現在、人類史上決してなかった恐るべき勢いで、唯物的世界観や科学的世界観が人の中に浸透してしまいました。そして、人はそれらが提供するものを微塵も疑いません。人の意識の中から存在を失った魂は、物質や肉体的感覚の奥深く、暗い霧の中に幽閉されてしまっています。
また、一方では、宗教という肥大化したエゴイズムが、甘いささやきで、渇いた心を迷妄の淵へと引きずります。合理に目覚めつつある心は、本来、己がふるさとであるはずの「精神世界」に対して警戒を強めます。不思議なことです。こうして、精神は物質へ地上へとただ堕落の一途を辿りつつあります。
人が、愛や美、真や善などの精神的領域に飛翔しようとするときに、これらの科学的・唯物的世界観や人間観が重い足かせとなっていることにどれほどの人が気がついているでしょうか。
しかし、そうした深い物質的世界観の霧の中でも、些細なことをきっかけとして、時として光明を観る人々がいます。精神世界の実在に触れるのです。
その精神世界の実在性を直観するポイントは、思考や感情想念が実在するエネルギーであるということに気づく瞬間です。このような時代に、数が多いこと、量が多いこと、形が大きいことが即ち真理と思われている時代に、独り、唯物論を離れ科学を超えて翔び立つことは全くきちがいじみたことであり、それがほとんど奇跡的な出来事であることはわかっています。
しかし、今、多くの人々の中に乾き叫ぶ魂を観ることができます。この資料が、私自身の魂にそうであったように、少しでもそんな人たちの魂の力となることがあるならば光栄です。
good
luck!
奇跡は起こる
優勝馬シノクロスなど、有名な競走馬を数多く育てた、もと調教師西塚十勝氏は、昭和29年9月27日、その日乗るはずだった青函連絡船「洞爺丸」の遭難事故を偶然にも逃れた。その時うっかり寝過ごしてしまったため乗り遅れ事故を逃れた。
「洞爺丸」の事故は、492名がなくなった、あのタイタニックの事故に次ぐ史上2番目の大きな海難事故だった。
偶然はそれだけではなく、昭和46年7月3日乗員乗客68名をのせた、YS11型機「ばんだい号」の遭難事故も奇跡的に逃れた。

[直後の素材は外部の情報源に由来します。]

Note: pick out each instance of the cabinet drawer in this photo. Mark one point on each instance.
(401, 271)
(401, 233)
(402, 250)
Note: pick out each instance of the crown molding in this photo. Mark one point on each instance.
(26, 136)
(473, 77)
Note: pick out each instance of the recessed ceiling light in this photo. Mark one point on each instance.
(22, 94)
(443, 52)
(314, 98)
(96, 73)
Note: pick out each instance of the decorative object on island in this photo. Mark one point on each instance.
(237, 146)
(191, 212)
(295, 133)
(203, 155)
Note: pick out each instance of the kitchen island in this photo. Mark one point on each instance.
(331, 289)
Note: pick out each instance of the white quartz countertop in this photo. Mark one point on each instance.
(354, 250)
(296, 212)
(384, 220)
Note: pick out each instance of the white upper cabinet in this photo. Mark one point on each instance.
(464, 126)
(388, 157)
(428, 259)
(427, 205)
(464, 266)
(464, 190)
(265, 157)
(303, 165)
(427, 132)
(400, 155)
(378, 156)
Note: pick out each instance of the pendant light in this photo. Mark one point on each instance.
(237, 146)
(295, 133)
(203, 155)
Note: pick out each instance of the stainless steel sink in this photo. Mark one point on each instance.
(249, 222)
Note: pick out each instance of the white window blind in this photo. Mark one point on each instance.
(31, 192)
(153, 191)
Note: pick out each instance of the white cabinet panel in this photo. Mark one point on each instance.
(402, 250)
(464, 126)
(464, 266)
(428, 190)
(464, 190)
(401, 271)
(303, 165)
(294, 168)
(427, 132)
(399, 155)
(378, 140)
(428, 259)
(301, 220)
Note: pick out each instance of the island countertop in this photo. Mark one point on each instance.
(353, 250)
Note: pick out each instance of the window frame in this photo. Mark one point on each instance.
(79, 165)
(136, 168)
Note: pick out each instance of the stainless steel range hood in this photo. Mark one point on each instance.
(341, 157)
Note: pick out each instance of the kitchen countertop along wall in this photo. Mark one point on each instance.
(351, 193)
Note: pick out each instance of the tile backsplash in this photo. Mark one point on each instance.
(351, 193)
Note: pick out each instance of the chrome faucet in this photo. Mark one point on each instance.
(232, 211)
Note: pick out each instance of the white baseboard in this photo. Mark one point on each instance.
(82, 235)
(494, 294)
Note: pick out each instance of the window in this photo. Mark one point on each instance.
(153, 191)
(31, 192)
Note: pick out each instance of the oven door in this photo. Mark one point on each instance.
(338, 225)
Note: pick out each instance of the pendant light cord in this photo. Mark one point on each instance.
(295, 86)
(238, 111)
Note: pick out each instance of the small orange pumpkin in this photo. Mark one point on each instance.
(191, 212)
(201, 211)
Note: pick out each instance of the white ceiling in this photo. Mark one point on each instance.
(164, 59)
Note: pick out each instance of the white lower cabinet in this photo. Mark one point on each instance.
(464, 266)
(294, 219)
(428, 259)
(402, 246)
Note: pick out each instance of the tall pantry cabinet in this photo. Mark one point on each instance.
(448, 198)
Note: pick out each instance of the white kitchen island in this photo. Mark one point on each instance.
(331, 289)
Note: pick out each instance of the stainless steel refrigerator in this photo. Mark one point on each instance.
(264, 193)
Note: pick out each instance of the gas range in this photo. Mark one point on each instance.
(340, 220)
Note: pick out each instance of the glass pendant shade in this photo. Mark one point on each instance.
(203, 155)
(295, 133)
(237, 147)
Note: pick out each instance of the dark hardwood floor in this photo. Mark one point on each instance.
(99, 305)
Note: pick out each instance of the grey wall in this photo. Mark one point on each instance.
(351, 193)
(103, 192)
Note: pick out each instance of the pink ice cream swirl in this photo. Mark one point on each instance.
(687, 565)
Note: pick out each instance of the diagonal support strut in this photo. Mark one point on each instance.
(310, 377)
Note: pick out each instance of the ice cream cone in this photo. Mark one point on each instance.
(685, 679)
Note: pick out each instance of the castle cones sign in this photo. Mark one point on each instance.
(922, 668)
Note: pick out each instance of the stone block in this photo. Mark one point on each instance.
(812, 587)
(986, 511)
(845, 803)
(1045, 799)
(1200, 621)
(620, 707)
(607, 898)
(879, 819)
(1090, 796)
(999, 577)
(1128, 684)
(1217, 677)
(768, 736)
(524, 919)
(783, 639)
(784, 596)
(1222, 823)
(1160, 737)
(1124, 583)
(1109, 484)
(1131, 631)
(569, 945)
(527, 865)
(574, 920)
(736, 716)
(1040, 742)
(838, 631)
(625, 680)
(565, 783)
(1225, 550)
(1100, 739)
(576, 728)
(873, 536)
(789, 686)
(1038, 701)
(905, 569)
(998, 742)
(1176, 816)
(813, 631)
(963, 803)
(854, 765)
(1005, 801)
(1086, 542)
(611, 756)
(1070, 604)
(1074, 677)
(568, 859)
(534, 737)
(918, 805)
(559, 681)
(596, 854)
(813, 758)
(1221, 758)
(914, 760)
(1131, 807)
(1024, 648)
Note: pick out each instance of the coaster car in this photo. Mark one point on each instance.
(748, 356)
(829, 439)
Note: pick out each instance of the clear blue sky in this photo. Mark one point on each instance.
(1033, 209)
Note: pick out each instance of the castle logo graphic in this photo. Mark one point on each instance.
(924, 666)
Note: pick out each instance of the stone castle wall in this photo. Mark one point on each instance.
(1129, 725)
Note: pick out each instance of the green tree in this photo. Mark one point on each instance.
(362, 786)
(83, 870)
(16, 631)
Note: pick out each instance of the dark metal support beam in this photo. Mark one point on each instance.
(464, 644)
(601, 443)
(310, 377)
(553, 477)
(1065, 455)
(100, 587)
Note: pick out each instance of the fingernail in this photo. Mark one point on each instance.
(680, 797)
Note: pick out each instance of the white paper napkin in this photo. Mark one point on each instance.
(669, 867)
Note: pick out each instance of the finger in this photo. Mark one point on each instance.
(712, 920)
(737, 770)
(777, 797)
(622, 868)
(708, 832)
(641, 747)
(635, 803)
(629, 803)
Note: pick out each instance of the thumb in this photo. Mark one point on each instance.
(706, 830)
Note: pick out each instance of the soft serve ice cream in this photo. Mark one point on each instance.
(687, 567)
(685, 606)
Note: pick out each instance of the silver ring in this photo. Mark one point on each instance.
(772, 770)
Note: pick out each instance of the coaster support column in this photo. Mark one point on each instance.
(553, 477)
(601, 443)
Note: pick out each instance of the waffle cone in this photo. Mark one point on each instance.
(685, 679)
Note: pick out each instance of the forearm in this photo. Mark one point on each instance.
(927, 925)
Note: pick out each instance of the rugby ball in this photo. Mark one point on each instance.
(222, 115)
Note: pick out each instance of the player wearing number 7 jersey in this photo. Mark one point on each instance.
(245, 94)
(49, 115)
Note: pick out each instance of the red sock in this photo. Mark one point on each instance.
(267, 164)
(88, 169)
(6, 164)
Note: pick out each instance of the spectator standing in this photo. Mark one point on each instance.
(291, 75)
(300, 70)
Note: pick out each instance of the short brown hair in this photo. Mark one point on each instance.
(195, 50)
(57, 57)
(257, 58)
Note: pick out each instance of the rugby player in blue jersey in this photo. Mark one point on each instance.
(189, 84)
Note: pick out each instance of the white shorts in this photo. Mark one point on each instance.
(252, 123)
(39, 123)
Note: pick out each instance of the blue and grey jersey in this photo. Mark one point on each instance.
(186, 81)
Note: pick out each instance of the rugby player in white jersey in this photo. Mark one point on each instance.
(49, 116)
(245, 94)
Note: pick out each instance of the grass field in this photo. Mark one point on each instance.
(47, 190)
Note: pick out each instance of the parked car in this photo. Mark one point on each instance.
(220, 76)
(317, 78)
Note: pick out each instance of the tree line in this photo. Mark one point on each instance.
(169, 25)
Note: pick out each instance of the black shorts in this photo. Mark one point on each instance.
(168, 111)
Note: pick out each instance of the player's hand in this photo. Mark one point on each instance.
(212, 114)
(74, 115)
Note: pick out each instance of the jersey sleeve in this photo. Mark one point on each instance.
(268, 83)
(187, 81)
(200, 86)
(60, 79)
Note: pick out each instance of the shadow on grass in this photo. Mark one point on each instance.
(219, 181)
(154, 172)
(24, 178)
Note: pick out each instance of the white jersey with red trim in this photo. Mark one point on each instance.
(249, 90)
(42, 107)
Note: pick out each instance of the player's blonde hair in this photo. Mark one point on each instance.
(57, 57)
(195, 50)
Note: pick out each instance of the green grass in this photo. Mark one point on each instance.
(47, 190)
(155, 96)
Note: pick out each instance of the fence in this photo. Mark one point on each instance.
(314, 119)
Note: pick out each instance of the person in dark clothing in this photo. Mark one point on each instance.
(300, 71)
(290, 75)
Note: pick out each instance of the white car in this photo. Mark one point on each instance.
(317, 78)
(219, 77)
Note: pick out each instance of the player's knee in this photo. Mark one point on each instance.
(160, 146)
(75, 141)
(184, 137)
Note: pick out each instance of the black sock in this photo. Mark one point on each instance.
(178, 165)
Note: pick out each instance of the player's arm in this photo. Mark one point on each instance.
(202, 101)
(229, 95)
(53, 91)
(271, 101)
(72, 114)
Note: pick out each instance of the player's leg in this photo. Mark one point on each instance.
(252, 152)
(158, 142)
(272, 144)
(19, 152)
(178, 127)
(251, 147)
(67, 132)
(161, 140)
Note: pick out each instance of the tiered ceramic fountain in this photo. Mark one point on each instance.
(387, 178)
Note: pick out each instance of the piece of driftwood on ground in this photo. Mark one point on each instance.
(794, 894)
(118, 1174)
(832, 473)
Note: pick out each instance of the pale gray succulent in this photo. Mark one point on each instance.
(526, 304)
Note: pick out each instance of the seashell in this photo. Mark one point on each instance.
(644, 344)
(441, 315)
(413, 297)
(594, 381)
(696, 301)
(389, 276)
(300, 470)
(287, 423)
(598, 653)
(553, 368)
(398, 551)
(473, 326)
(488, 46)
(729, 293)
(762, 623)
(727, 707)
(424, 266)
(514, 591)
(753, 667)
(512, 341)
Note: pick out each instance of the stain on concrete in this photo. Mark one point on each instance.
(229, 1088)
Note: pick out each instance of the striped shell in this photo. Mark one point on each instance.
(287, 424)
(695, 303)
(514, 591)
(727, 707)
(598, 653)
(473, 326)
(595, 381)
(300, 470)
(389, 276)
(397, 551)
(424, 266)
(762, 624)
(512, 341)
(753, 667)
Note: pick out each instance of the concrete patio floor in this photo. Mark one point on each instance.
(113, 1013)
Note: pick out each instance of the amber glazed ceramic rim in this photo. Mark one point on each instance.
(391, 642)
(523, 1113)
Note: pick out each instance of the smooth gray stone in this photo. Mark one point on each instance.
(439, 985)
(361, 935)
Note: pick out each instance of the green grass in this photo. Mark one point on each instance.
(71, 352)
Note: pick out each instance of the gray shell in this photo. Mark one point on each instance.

十勝さんはこのときも、知人に頼まれてチケットを譲っていたため「ばんだい号」の墜落事故を免れたのである。いつもはキャンセル待ちをしてでも必ず乗る西塚さんだったが、この時だけは知人に頼まれてチケットを譲っていたのだった。
さらに偶然は続いた。昭和57年2月8日、この日、西塚さんは、友人たちと新宿に行って、仲間でマージャンをやっているうちに夜が明けてしまって、気が付いたら朝になっていた。そして、帰ると宿がない。この夜、西塚さんが帰るはずの宿ホテルニュージャパンは、戦後最大級のホテル火災に見舞われていたのである。西塚さんはまたも奇跡的に事故を逃れているのである。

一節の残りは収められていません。